Conrad, T. et al. Serial interactome capture of the human cell nucleus. Nat. Commun. 7, 11212 (2016).
Oksuz, O. et al. Transcription factors interact with RNA to regulate genes. Mol. Cell 83, 2449–2463.e2413 (2023).
Madeira, F. et al. The EMBL-EBI search and sequence analysis tools APIs in 2019. Nucleic Acids Res. 47, W636–W641 (2019).

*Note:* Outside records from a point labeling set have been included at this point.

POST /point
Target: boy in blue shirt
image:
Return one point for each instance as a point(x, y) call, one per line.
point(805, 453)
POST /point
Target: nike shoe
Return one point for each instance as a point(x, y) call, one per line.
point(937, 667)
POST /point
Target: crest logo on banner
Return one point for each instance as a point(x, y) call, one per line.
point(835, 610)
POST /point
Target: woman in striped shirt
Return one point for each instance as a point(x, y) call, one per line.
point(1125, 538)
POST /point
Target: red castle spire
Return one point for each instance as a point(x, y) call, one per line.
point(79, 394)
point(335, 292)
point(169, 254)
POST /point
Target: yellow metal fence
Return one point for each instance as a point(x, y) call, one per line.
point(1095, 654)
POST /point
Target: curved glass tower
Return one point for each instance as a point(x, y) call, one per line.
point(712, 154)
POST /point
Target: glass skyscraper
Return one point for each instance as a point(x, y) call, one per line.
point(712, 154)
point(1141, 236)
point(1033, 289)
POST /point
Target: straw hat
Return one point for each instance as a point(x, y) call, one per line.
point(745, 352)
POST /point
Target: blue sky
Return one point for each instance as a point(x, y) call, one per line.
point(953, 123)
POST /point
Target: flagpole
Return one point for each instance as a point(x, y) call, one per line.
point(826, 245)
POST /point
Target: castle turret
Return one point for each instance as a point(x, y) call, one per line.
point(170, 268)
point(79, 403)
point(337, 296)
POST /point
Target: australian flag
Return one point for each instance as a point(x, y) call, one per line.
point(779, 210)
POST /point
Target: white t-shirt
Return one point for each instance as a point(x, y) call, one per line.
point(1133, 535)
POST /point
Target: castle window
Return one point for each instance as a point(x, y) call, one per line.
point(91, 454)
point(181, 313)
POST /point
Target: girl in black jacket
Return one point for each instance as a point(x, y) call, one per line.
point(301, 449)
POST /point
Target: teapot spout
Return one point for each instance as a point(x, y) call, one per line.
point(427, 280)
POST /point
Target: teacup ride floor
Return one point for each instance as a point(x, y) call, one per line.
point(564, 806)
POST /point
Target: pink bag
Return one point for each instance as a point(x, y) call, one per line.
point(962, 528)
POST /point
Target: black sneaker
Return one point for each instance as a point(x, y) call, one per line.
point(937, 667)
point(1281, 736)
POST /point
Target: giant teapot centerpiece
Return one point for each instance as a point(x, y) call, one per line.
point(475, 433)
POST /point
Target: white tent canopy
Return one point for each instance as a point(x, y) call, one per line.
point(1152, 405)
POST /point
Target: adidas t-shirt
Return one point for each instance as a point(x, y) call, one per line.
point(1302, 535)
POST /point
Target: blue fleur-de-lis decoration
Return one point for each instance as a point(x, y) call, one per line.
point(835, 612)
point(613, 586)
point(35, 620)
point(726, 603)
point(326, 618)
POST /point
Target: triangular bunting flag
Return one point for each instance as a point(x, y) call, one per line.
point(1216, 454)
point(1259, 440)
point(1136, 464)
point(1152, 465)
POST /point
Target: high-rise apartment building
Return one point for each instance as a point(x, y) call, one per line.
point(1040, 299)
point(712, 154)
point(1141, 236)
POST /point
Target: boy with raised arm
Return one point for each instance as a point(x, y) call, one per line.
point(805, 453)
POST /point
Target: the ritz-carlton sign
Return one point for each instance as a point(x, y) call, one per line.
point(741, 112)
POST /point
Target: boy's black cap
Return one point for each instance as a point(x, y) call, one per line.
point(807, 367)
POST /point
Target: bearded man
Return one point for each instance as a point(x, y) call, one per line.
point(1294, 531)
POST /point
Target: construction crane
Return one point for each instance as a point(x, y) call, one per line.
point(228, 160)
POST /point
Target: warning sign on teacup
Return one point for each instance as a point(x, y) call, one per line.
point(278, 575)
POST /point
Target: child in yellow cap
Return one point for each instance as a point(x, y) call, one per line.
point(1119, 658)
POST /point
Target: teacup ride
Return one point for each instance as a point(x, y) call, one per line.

LaFleur, T. L., Hossain, A. & Salis, H. M. Automated model-predictive design of synthetic promoters to control transcriptional profiles in bacteria. Nat. Commun. 13, 5159 (2022).
Solovyev, V. & Salamov, A. in Metagenomics and its applications in agriculture, biomedicine and environmental studies (ed. Li, R. W.) 61–78 (Nova Science Publishers, 2011).
Proctor, J. R. & Meyer, I. M. CoFold: An RNA secondary structure prediction method that takes co-transcriptional folding into account. Nucleic Acids Res. 41, e102 (2013).
Gruber, A. R., Lorenz, R., Bernhart, S. H., Neuböck, R. & Hofacker, I. L. The Vienna RNA Websuite. Nucleic Acids Res. 36, W70–W74 (2008).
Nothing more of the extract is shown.